Tuesday, 29 August 2017
Zurich (Swissotel Chicago)
Alexis Hunzinger, Univ. of Alabama, Huntsville, AL; and W. A. Petersen

Currently the Global Precipitation Measurement (GPM) Mission is measuring precipitation over a large fraction of the globe, including the mid- and high-latitudes, using both passive and active microwave sensors. Challenges are met in the mid- and high-latitudes with the accurate measurement of light rain and snowfall. Ground validation campaigns were launched in order to verify and improve GPM’s retrieved measurements, one of which focused on the mountainous Olympic Peninsula on the Pacific Coast of Washington State where orography poses great challenges to precipitation measurement. This study takes a radar-based approach to examining precipitation processes in the clouds interacting with the Olympic Mountains during the Olympic Mountain Experiment (OLYMPEX). Primarily using NASA’s S-band radar, NPOL, for its polarimetric variables, the evolution of the vertical hydrometeor profile is analyzed as clouds and precipitation approach the coast from the ocean and interact with the topography. Within these columns, ice water path (IWP) and liquid water path (LWP) are calculated and then compared to the detected ice water path by GPM’s Microwave Imager (GMI), a radiometer aboard GPM’s Core Observatory.
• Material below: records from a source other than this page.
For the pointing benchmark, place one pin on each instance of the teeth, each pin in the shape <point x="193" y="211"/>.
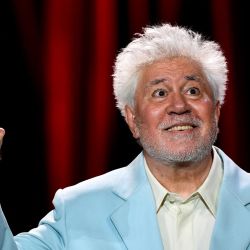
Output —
<point x="180" y="128"/>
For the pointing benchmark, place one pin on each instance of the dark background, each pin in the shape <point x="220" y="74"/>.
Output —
<point x="56" y="101"/>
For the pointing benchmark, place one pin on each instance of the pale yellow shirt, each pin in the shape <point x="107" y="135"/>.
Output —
<point x="187" y="224"/>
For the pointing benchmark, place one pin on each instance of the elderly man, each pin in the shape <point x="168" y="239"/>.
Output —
<point x="181" y="192"/>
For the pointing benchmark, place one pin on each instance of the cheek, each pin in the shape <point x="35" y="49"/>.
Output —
<point x="150" y="115"/>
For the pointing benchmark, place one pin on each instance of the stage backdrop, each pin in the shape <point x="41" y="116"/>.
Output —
<point x="57" y="104"/>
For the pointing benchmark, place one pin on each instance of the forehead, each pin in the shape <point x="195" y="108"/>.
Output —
<point x="177" y="67"/>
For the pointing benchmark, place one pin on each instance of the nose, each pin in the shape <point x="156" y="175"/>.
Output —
<point x="177" y="104"/>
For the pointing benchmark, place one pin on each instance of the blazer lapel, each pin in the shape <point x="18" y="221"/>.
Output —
<point x="232" y="227"/>
<point x="135" y="220"/>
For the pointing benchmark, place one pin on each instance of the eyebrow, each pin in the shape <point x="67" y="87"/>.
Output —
<point x="192" y="78"/>
<point x="157" y="81"/>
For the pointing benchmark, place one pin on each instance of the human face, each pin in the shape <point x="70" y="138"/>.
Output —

Because ice scattering is the dominant radiometric signature used by the GMI for estimating precipitation over land masses, the purpose of this comparison is to examine the conservation of ice mass in relation to rainwater mass and how it might impact radiometer and radar-based estimations of precipitation from GPM. The overall goal is to use the collective data set obtained during OLYMPEX to relate the precipitation process occurring in a column to the actual precipitation measured at the ground and the measurements made from space during GPM Core Observatory overpasses to answer the following scientific questions: 1) How does the precipitation process impact uncertainties in space-based estimates of rain and snow? 2) Is there a conservation of ice mass and liquid water mass in a particular column in the cloud that can be used to track precipitation phase change during an interaction with orography? 3) Can the selected cases be categorized by their synoptic regime (i.e. extratropical cyclone warm sector, frontal, post-frontal) in order to systematically adjust GPM precipitation retrieval algorithms on a regime-specific basis?